« Ecrire est un acte d’amour. S’il ne l’est pas, il n’est qu’écriture ». Tel un phare dans la nuit, ces quelques mots soufflés par Jean Cocteau guident mes pas depuis de nombreuses lunes. Ils reflètent une intention, et même, un engagement dans l’écrit. Longtemps, les mots m’ont semblé dérisoires. Comment quelques simples traits d’encre pourraient-ils suffire à prendre soin ?
J’admirais les curanderas, celles qui écoutent la Forêt et se laissent enseigner. Quelques herbes savamment assemblées pour calmer un corps douloureux, des doigts habiles apaisant la souffrance et les peurs de la femme qui enfante, une prière accompagnant un passage d’un cycle à un autre…
Tout comme j’aimais cette manière qu’ont les abuelas de nous transmettre les savoirs des anciens l’air de rien : une histoire contée au coin du feu, une cueillette d’été dans les champs alentours, quelques châtaignes glanées dans les bois à l’automne venu. Des mains ridées par l’empreinte du temps répétant inlassablement les mêmes gestes pour veiller un être humain, un foyer.

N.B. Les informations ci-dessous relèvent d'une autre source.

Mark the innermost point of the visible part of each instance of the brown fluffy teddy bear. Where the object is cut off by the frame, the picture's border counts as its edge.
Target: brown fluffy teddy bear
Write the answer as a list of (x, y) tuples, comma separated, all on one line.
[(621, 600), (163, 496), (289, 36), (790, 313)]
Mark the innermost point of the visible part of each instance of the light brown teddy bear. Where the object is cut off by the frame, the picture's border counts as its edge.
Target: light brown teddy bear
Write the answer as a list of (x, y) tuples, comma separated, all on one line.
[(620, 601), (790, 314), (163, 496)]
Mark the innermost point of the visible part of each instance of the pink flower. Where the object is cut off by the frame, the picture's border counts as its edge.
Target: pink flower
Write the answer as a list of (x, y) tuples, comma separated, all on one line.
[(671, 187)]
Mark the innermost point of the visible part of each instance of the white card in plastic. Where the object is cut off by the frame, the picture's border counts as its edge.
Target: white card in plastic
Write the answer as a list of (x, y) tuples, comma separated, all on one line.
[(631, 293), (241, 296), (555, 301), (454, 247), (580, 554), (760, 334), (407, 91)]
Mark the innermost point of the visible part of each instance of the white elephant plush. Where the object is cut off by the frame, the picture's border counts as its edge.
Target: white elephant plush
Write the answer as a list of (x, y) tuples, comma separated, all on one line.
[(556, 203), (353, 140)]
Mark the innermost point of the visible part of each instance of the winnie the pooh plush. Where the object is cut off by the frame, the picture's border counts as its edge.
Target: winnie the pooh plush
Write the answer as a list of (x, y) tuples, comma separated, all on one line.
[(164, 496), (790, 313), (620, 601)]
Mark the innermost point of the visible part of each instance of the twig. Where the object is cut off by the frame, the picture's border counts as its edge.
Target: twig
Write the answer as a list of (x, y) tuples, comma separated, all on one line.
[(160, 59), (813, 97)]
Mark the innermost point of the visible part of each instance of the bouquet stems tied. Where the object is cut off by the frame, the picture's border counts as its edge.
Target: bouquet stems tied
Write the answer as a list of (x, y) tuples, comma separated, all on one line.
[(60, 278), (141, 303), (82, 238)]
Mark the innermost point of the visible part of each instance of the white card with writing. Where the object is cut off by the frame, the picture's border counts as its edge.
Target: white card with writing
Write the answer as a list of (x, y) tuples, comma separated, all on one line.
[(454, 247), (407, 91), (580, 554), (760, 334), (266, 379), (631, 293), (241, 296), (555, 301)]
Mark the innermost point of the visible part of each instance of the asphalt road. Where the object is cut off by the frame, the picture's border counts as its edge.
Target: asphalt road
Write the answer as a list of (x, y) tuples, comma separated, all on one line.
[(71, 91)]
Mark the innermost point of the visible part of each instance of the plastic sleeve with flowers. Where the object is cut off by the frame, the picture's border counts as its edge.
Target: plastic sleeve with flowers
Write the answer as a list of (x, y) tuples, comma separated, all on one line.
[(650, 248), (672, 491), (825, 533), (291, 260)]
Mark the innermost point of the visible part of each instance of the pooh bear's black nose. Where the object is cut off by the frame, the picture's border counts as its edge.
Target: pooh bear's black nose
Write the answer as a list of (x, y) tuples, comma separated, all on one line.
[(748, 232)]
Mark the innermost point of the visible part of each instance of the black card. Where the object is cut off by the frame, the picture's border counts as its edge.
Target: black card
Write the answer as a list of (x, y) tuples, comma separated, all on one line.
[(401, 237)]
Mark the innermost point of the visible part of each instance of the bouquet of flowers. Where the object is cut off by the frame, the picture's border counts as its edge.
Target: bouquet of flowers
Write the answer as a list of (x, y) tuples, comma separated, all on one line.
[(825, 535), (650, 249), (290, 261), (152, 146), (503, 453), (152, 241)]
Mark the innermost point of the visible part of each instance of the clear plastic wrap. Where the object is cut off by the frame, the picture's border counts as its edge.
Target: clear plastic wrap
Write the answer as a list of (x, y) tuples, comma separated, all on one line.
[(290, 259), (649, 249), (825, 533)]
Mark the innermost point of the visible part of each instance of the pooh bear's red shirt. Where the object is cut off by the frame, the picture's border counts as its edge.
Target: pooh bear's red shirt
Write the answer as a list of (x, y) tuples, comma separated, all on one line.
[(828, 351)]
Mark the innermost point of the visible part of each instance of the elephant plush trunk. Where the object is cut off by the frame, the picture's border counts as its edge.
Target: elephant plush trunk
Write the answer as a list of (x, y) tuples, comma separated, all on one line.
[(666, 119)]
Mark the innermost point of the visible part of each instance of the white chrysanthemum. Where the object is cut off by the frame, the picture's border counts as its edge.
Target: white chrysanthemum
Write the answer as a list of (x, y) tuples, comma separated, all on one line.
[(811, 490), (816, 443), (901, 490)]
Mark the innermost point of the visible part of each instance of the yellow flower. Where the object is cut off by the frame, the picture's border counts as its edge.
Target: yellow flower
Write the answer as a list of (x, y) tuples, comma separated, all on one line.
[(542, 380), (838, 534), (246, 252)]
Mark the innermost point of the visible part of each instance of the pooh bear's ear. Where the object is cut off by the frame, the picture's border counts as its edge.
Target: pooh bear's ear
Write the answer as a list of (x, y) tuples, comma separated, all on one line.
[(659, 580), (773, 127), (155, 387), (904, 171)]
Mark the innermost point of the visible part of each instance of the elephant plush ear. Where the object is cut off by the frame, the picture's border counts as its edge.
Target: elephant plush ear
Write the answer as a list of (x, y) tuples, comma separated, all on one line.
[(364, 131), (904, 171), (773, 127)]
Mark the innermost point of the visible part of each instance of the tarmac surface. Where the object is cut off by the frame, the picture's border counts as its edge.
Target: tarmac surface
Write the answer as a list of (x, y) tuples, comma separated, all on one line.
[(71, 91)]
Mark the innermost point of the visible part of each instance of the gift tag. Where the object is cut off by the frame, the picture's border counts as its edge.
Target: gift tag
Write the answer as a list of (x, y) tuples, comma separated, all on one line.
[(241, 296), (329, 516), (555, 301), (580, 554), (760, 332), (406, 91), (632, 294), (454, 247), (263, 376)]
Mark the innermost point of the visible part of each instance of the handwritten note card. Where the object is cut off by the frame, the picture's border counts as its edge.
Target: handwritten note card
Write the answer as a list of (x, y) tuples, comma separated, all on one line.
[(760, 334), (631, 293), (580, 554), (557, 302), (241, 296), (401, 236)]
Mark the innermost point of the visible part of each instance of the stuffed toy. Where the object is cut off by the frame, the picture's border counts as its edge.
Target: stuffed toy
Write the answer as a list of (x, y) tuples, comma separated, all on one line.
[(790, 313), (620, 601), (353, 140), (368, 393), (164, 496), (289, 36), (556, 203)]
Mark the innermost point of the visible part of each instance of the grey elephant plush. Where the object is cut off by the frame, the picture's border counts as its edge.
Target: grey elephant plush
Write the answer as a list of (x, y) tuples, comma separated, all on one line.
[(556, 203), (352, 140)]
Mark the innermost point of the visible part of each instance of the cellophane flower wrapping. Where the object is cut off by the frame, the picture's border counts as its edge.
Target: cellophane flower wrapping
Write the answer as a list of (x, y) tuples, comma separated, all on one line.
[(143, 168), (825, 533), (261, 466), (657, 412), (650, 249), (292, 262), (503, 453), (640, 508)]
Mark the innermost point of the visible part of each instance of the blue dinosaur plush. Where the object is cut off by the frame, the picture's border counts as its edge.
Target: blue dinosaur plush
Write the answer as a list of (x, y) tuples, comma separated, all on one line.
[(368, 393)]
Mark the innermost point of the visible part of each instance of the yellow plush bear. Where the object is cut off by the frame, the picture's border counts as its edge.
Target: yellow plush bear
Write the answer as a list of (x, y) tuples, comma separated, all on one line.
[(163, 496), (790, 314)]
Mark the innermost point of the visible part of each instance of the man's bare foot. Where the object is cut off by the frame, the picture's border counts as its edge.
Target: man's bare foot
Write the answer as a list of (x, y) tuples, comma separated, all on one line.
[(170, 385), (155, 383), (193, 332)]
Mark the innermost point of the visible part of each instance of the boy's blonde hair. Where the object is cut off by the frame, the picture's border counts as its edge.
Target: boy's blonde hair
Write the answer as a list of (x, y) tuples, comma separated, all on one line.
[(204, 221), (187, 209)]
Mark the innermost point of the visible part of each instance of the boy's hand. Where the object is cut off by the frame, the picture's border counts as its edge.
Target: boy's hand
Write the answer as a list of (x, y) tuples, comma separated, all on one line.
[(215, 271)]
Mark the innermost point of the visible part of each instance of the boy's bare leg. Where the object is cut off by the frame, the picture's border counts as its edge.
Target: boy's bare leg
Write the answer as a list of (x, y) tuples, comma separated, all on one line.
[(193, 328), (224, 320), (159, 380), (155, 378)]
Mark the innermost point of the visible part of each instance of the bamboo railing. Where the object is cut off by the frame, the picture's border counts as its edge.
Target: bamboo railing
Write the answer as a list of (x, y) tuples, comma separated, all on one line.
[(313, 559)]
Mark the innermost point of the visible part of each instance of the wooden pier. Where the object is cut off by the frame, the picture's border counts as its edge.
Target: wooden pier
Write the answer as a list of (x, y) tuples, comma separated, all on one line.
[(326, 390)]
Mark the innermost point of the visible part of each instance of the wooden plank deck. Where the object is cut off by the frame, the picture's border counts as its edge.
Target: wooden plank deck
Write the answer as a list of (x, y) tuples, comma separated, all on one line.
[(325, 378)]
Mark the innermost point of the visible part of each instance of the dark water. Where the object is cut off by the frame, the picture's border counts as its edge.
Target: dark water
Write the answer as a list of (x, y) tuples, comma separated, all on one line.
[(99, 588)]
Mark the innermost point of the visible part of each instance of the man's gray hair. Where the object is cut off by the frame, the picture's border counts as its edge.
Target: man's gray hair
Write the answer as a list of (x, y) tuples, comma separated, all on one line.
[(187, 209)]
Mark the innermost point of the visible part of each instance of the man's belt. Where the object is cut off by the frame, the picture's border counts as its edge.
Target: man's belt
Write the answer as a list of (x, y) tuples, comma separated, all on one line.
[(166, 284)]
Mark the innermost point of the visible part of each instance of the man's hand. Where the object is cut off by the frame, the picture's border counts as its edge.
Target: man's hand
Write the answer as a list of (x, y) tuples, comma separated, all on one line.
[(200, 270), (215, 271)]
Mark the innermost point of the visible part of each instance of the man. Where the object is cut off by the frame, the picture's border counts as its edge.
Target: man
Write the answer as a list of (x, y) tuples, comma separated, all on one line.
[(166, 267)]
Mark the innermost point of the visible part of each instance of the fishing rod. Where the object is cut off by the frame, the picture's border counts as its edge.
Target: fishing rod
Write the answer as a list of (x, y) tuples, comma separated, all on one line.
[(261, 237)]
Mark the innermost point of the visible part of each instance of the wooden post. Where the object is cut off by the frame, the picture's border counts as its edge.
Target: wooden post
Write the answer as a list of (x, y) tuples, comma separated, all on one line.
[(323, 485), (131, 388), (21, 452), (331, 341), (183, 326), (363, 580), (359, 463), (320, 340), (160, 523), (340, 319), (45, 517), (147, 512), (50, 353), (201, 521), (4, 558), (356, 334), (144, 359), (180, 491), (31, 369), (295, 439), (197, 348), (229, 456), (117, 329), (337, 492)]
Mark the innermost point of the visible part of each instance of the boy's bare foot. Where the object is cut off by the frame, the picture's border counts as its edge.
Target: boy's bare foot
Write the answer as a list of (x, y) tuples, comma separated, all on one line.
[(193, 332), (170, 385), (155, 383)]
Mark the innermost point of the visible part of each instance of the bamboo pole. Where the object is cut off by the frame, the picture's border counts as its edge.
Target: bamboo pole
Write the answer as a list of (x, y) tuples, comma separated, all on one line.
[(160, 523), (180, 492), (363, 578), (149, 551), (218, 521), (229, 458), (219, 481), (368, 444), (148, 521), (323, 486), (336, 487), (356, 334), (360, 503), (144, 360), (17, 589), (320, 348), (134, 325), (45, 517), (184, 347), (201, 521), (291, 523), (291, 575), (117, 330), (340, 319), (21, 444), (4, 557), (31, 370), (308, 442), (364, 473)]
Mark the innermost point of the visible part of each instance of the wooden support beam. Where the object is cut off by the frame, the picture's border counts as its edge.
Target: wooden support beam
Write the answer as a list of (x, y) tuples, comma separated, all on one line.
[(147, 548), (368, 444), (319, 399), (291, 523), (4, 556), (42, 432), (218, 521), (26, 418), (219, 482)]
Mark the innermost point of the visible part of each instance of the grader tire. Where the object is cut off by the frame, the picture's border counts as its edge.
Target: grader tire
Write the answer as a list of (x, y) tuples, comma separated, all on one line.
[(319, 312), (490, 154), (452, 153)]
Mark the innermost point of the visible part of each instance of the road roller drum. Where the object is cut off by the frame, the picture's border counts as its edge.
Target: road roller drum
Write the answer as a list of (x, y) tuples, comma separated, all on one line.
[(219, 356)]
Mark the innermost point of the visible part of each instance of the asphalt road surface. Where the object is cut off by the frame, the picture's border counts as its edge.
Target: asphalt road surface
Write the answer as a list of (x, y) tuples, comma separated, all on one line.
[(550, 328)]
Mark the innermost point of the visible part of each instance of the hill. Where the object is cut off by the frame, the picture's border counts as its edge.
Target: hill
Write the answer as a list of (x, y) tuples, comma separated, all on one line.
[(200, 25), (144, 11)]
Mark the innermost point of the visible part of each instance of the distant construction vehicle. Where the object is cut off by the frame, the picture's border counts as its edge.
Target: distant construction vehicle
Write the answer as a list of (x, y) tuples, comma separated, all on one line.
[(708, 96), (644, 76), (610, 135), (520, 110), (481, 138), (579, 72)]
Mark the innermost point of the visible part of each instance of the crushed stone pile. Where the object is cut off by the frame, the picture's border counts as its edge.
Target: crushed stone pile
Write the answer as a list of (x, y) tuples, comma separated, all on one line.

Curanderas et abuelas venues d’un lointain ailleurs, guérisseuses et grands-mères de nos terres d’ici, gardiennes des traditions portant en elles l’art de guérir les cœurs et les corps. Elles sont Celles qui Savent, mais elles pansent le Monde en silence.
On m’avait murmuré dans un souffle que le Verbe était ce qui m’avait été donné pour prendre soin. Je n’avais pas voulu entendre : comment les mots pouvaient-ils être assez ? Alors, j’ai cherché. Jusqu’à ce que ma peau hurle car j’avais persisté dans une voie qui n’était pas la mienne.
Trois années de tâtonnements et quelques leçons d’humilité plus tard, je commençais à comprendre que mes pas me ramenaient sans cesse aux mots. Pourtant, je les voyais toujours comme de simples traits d’encre jetés sur le papier. Alors, j’ai cherché. Encore. En 2023, je me suis offert un voyage d’un an au cœur de l’extraordinaire du corps féminin auprès de Rites de Femmes et de Terra Samambaïa, avant de suivre la voie des plantes aux côtés de La Cueilleuse Sauvage.
J’ai savouré chacune de ces transmissions, sans trop savoir comment rendre ce qui m’avait été donné. Sur ce chemin, j’avais oublié que, telles des plantes, ces enseignements que l’on reçoit demandent à germer d’abord sous la terre pour pouvoir fleurir aux yeux du Monde. Car c’est de cette danse sensible inhérente au Vivant que l’alchimie naît : tout mouvement puise sa source dans l’intime avant de se manifester dans l’universel.
Et puis un jour, j’ai accepté : je suis de celles qui couchent les pensées par milliers sur le papier. J’écris. Du printemps à l’automne et de l’hiver à l’été. A l’aube comme au crépuscule. J’écris des mots venus du creux du ventre, nourris par mon vécu, parfois infusés de plantes et de symboles. Des mots gorgés d’amour, toujours. Saison après saison, je sème mes mots comme autant d’empreintes laissées au gré de ma traversée d’humaine.
Loin de simplement penser le Monde, ils m’offrent de panser l’Être. Si je ne peux apaiser les maux de la Terre de ma seule plume, au moins puis-je lui insuffler un peu de tendresse… Aujourd’hui, c’est ma manière de prendre part au Monde de Celles qui Veillent.